Les garanties du droit européen et le respect des conditions de fond du mariage en prison
§5 Si le droit au mariage constitue une liberté fondamentale protégé par le droit européen, cette protection reste timide en raison d’une large marge d’appréciation conférée aux Etats membres dans l’application de leur droit commun (A). Le mariage en prison est donc protégé en demi-teinte par le droit européen. S’agissant des conditions de fond du mariage, le statut de détenu des personnes incarcérées concernées n’a pas d’influence sur la validité du mariage qui ne nécessite pas de résidence commune des époux.ses (B).
La protection timide en droit européen du droit au mariage en prison
§6 Le droit de pouvoir s’unir librement par le mariage avec la personne de son choix est un droit fondamental qu’il convient de protéger et de garantir. L’article 12 de la Convention européenne de sauvegarde des droits de l’homme (CEDH) permet à toute personne « à partir de l’âge nubile […] de se marier et de fonder une famille selon les lois nationales régissant l’exercice de ce droit ». Dans un arrêt Frasik c. Pologne en date du 5 janvier 2010, la Cour européenne des droits de l’homme a ainsi confirmé que la privation de liberté ne pouvait entrainer un retrait automatique de ce droit4. Au terme de l’article 12, les autorités publiques doivent garantir aux personnes détenues la possibilité de pouvoir se marier selon les conditions du droit national. Droit dérogeable, la seule restriction possible à cet article doit être fondée sur un objectif nécessaire et légitime tel que la prévention d’une infraction, la sécurité de l’établissement ou encore l’ordre public5. En outre, de manière générale, le droit au mariage est également garanti par l’article 8 de la CEDH qui protège la vie privée et familiale de tout individu, fondement qui a été invoqué pour garantir à une personne le droit de ne pas se marier6. Selon le professeur Yves-Henri Leleu, l’article 12 diffère cependant bien de l’article 8 et des autres articles de la CEDH en cela qu’il laisse une marge d’appréciation considérable aux Etats en précisant que le droit de se marier doit être protégé « selon les lois nationales »7. Cette marge d’appréciation vise à éviter une trop grande intrusion des juges européens dans une institution comme le mariage qui touche à l’héritage culturel et religieux de chaque État, sujet hautement sensible pour les pays. La difficulté repose sur cette formulation particulièrement vague qui pourrait conférer à la Belgique et à la France, ainsi qu’aux autres membres du Conseil de l’Europe, une marge d’appréciation extrêmement large dans l’application du droit commun à la matière carcérale. En cela, il convient d’examiner le droit interne de chaque pays pour comprendre la manière dont l’article 12 a été interprété.

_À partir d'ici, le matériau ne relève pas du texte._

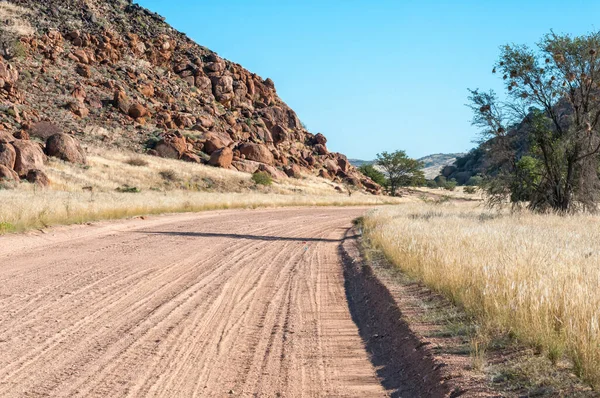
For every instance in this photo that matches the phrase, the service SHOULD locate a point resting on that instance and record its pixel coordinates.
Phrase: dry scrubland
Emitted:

L’exigence d’une intention symbolique de créer une communauté de vie sans résidence commune
§7 Afin que le mariage soit valide et licite, il doit répondre à un certain nombre de conditions de fond et de forme dont la nature diffère assez peu entre la Belgique et la France. S’agissant des conditions de fond, pour rappel, les personnes doivent être en vie, en âge et en capacité de contracter un mariage, consentants, non déjà mariés et sans lien de parenté (entre ascendant-descendant)8. Le mariage peut être célébré entre toute personne indistinctement de son sexe ou de son genre depuis l’adoption de la loi n° 2013-404 du 17 mai 2013 ouvrant le mariage aux couples de personnes de même sexe en France et la loi du 13 février 2003 ouvrant le mariage à des personnes de même sexe et modifiant certaines dispositions du Code civil en Belgique9.
§8 En vertu de l’article 146bis du Code civil belge et outre les conditions de fond déjà évoquées, les deux époux.ses doivent avoir « l’intention de créer une communauté de vie durable ». L’intention de créer une communauté de vie durable prévue par l’article 146bis du Code civil soulève la question de son interprétation stricte s’agissant de personnes incarcérées n’habitant très souvent pas avec leur conjoint.e (le seul cas qui ne soulève pas cette question est celui, bien rare, de codétenu.es souhaitant se marier en imaginant alors que la cellule soit considérée comme une « résidence commune »). La communauté de vie s’entend-elle de la même manière que l’exigence de résidence commune de la cohabitation légale ? Selon un arrêt de la cour d’appel de Liège du 28 avril 2009, la communauté de vie durable exigée par le mariage diffère bien de la résidence commune si bien que la cour l’a entendu davantage comme une volonté des parties de créer « une communauté d’existence » et non une vie commune stricto sensu10. Ainsi, et l’on ne peut que s’en féliciter eu égard à la libération des mœurs de la société actuelle, deux personnes éloignées peuvent parfaitement contracter un mariage réel et valide avec une véritable intention de fonder une communauté de vie en dépit de deux résidences distinctes. De même, en France, l’article 215 alinéa 1er du Code civil prévoit que « les époux s’obligent mutuellement à une communauté de vie ». Là encore, la communauté de vie doit s’entendre comme une « communauté affective et intellectuelle »11. En cela, la jurisprudence a depuis plusieurs années affirmé que la communauté de vie devait se distinguer de la résidence commune des époux.ses, celle-ci n’étant pas nécessaire à la validité du mariage12. Plus encore, la jurisprudence a directement admis de manière explicite que le statut de détenu d’une personne entrainait un éloignement géographique ne remettant pas en cause à lui seul la communauté de vie du couple13. C’est pourquoi, tant en droit belge qu’en droit français, il n’existe aucune difficulté d’application des conditions de fond du mariage aux personnes incarcérées.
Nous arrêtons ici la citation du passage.